An uncertain future may mean more comfort food
Trendologists with Andrew Freeman & Co. predict that Americans shaken by natural disasters, unpredictable politicians and an uncertain economy will take solace in comfort food next year as a way to escape from reality. Freeman said during a recent online presentation reported by Food Navigator that shopping habits are changing in response to all the upheaval that occurred in 2017.
Consumers who are stressed out will choose nostalgic foods that remind them of a simpler time, he said. Making a comeback are what used to be considered kids' foods such as macaroni and cheese, pizza and chicken nuggets, along with Pop Rocks, Cheetos, Fruity Pebbles, cookie dough and gummy bears, Freeman said in the presentation.
But despite all the chaos and uncertainty of today, U.S. consumers have become more educated about healthy foods, Freeman noted. The types of comfort foods they pick will end up being higher-quality ones with better-for-you ingredients.
This preference for comfort food can conflict with the trend toward healthier items. Consumers may generally want to seek out healthier products, such as items that are natural, organic, non-GMO and gluten-free. But when they want comfort, there's nothing like favorite feel-good processed foods.
Healthier versions of some of these comfort foods have appeared in the recent past. Kraft last year reformulated its iconic macaroni and cheese to remove the artificial dyes and preservatives, some processed foods contain less sodium, and chips are also getting less salty and fatty. Some comfort food is even sporting added vegetables.
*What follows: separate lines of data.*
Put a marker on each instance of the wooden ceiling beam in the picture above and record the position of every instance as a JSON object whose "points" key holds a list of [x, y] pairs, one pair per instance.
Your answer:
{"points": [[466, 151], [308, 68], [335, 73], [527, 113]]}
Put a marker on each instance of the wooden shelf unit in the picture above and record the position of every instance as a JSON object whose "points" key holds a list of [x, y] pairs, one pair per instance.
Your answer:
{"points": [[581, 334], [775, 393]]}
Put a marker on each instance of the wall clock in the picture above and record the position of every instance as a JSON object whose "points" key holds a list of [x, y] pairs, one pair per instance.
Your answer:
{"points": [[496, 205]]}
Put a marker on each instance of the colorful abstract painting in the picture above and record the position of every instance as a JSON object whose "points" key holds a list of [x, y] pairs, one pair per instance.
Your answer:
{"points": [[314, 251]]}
Healthier or not, some staple products that are seen as comforting could have a big year in 2018. If Freeman is correct in his predictions, cheese could do extremely well, especially if societal stress doesn't improve. According to Suzy Badaracco, a trends forecaster and president of Culinary Tides, cheese consumption hit its highest point in years in 2008 — 33.64 pounds per capita, according to the U.S. Department of Agriculture — as the country entered into its deepest recession since the 1930s.
Manufacturers who take note of the connection between political upheaval and dietary preferences are in a good position to appeal to rattled consumers. People tend to use similar language when describing comfort foods — words such as "loaded," "smothered" and "gooey." Brands can adopt similar language when marketing the products they position as comfort foods rather than focusing only on better-for-you ingredient changes. Items that can strike a balance between health and indulgence may have an edge in the realm of comfort foods.